Community Readiness for Child Maltreatment Prevention: The Challenge of a Brief Assessment.

J Prim Prev

Département de psychoéducation et de psychologie, Université du Québec en Outaouais, 5 rue Saint-Joseph, Saint-Jérôme, QC, J7Z 0B7, Canada.

Published: August 2020

AI Article Synopsis

  • The study evaluates community readiness (CR) for preventing child maltreatment through a survey involving service providers and supervisors from various organizations across four Canadian communities.
  • The survey utilized an assessment tool (RAP-CM) and included questions on community family support programs and inter-agency collaboration.
  • Results highlight a lack of knowledge about the community environment, mixed levels of CR, weak willingness to tackle the issue, and significant leadership gaps.

Article Abstract

In this paper, we address the assessment of community readiness (CR) for the prevention of child maltreatment in the context of a community survey.
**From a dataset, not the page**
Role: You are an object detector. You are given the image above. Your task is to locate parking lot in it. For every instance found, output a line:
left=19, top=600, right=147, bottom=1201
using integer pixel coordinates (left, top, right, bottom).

A mail survey was administered to 222 service providers and 54 supervisors and managers from 35 different organizations serving children and their families in four Canadian communities. Eleven items from the short version of the Readiness Assessment for the Prevention of Child Maltreatment (RAP-CM) were used, in combination with questions assessing knowledge of family support programs offered in the community and a measure of inter-agency collaboration. Findings show that a consistent and valid indicator of "Lack of knowledge of the environment" can be derived from the RAP-CM items and used for screening key informants. Overall, CR appears mixed in the communities studied, the weakest dimensions of which are the will to address the problem and the dynamism of informal social resources. Leadership emerges as a major gap that needs to be addressed.